= VDRE =

Vitamin D response element (VDRE) is a type of DNA sequence that is found in the promoter region of vitamin D regulated genes. This sequence binds the vitamin D receptor (VDR), when complexed with calcitriol (1,25(OH)_{2}D), the active form of vitamin D, and so regulates the expression of many genes.

These response elements typically consist of two conserved hexameric half-sites separated by a three nucleotide spacer, referred to as a DR3 (for direct repeat spaced by 3 type element). The sequence of a VDRE can have a strong influence on the degree of protein binding, particularly at the fifth position in the half-site, and many studies have focused on synthetic variations of response elements and not naturally occurring sequences.

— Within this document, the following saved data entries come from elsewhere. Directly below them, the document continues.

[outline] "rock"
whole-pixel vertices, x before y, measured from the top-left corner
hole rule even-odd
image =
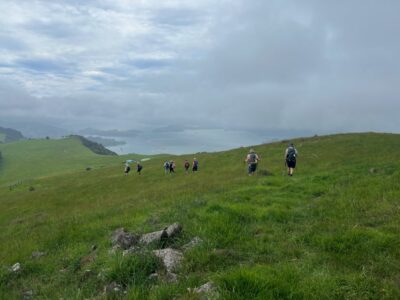
[[[22,293],[22,299],[23,300],[29,300],[29,299],[32,299],[32,298],[33,298],[33,291],[32,290],[27,290],[27,291],[24,291]]]
[[[129,255],[129,254],[137,253],[139,251],[140,251],[139,247],[132,246],[129,249],[122,251],[122,256],[126,256],[126,255]]]
[[[29,187],[29,191],[33,192],[35,190],[35,188],[33,186]]]
[[[184,251],[188,251],[188,250],[191,250],[194,247],[200,245],[201,243],[203,243],[203,240],[201,238],[199,238],[198,236],[196,236],[189,243],[183,245],[182,249]]]
[[[166,238],[168,238],[167,231],[160,230],[142,235],[142,237],[139,239],[139,243],[144,245],[149,245],[152,243],[159,243]]]
[[[370,172],[371,174],[375,174],[375,173],[378,173],[378,170],[375,169],[375,168],[371,168],[371,169],[369,169],[369,172]]]
[[[193,292],[196,294],[202,294],[202,293],[208,294],[208,293],[212,293],[214,291],[215,291],[215,287],[211,281],[203,284],[202,286],[200,286],[198,288],[193,289]]]
[[[124,228],[118,228],[111,236],[111,243],[113,246],[118,245],[126,250],[138,242],[138,237],[127,232]]]
[[[216,290],[214,284],[212,282],[207,282],[198,288],[188,288],[189,293],[200,295],[199,299],[203,300],[215,300],[219,299],[218,291]],[[197,298],[196,298],[197,299]]]
[[[17,273],[19,271],[21,271],[21,264],[17,262],[11,267],[11,272]]]
[[[172,248],[154,250],[153,253],[163,261],[168,273],[172,273],[177,267],[179,267],[183,259],[182,252]]]
[[[179,233],[181,233],[182,231],[182,225],[178,224],[178,223],[174,223],[172,225],[169,225],[165,231],[167,232],[168,238],[172,238],[176,235],[178,235]]]
[[[170,283],[178,282],[178,275],[175,273],[167,272],[167,281]]]
[[[96,251],[97,250],[97,245],[92,245],[92,247],[90,248],[91,251]]]
[[[122,285],[116,283],[116,282],[111,282],[109,285],[106,285],[104,287],[104,293],[110,294],[110,293],[120,293],[122,292]]]
[[[41,252],[41,251],[34,251],[32,252],[32,258],[36,259],[36,258],[41,258],[42,256],[46,256],[46,252]]]
[[[173,238],[182,231],[182,225],[174,223],[160,231],[150,232],[142,235],[139,243],[149,245],[152,243],[159,243],[168,238]]]
[[[158,277],[160,277],[158,273],[152,273],[149,275],[149,280],[157,280]]]
[[[119,245],[115,245],[110,250],[108,250],[108,254],[114,255],[117,253],[118,250],[121,250],[121,247]]]

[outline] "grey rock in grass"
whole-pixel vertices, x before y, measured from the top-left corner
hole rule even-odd
[[[118,245],[124,250],[129,249],[137,242],[138,237],[134,234],[129,233],[124,228],[116,229],[111,236],[112,245]]]
[[[371,174],[375,174],[375,173],[378,173],[378,170],[375,169],[375,168],[371,168],[371,169],[369,169],[369,172],[370,172]]]
[[[178,282],[178,275],[172,272],[167,272],[167,282],[169,283],[177,283]]]
[[[33,259],[37,259],[37,258],[41,258],[41,257],[43,257],[43,256],[46,256],[46,252],[41,252],[41,251],[34,251],[34,252],[32,252],[32,258]]]
[[[142,237],[139,239],[139,243],[144,245],[150,245],[152,243],[159,243],[167,238],[168,238],[167,231],[160,230],[142,235]]]
[[[178,223],[174,223],[169,225],[165,231],[167,232],[168,238],[173,238],[174,236],[178,235],[182,231],[182,225]]]
[[[202,244],[203,240],[199,238],[198,236],[194,237],[189,243],[185,244],[182,246],[183,251],[188,251],[191,250],[198,245]]]
[[[154,250],[153,253],[162,260],[168,273],[172,273],[175,269],[177,269],[183,259],[182,252],[172,248]]]
[[[23,299],[23,300],[32,299],[32,298],[33,298],[33,295],[34,295],[33,290],[24,291],[24,292],[22,293],[22,299]]]
[[[193,289],[193,292],[196,294],[211,293],[213,291],[215,291],[215,287],[211,281],[203,284],[202,286],[199,286],[198,288]]]
[[[129,249],[126,249],[124,251],[122,251],[122,256],[127,256],[130,254],[134,254],[134,253],[138,253],[141,249],[139,247],[136,246],[132,246]]]
[[[204,300],[219,299],[219,294],[217,292],[217,289],[215,288],[214,283],[212,283],[211,281],[194,289],[188,288],[188,291],[190,293],[201,295],[200,299]]]
[[[111,282],[109,285],[106,285],[104,287],[104,293],[106,294],[121,293],[121,292],[123,292],[122,285],[116,282]]]
[[[149,280],[157,280],[159,277],[158,273],[152,273],[149,275]]]
[[[20,264],[19,262],[17,262],[16,264],[14,264],[14,265],[11,267],[10,271],[11,271],[11,272],[14,272],[14,273],[20,272],[20,271],[21,271],[21,264]]]

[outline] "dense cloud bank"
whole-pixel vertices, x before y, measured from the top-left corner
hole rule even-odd
[[[398,132],[399,10],[395,0],[5,0],[0,120]]]

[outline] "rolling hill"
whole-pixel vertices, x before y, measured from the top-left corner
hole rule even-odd
[[[400,135],[294,143],[293,177],[286,142],[254,147],[254,177],[247,148],[196,154],[197,174],[184,174],[187,155],[152,157],[142,175],[124,176],[124,157],[77,139],[0,145],[0,297],[200,299],[188,288],[212,281],[219,299],[399,299]],[[164,174],[167,158],[177,174]],[[151,252],[110,252],[119,227],[143,234],[174,222],[183,232],[167,246],[203,240],[185,252],[177,282]],[[104,293],[111,282],[125,293]]]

The VDR is widely distributed in tissues, and is not restricted to those tissues considered the classic targets of vitamin D. The VDR upon binding to 1,25(OH)_{2}D heterodimerizes with other nuclear hormone receptors, in particular the family of retinoid X receptors. This VDR/RXR heterodimer complex binds to the specific VDRE in the promoters of genes which it regulates. A variety of additional proteins called coactivators complex with the activated VDR/RXR heterodimers either to form a bridge from the VDR/RXR complex binding to the VDRE to the proteins responsible for transcription such as RNA polymerase II binding to the transcription start site or to help unravel the chromatin at the site of the gene via recruitment of histone acetyl transferases (HAT), allowing transcription to proceed.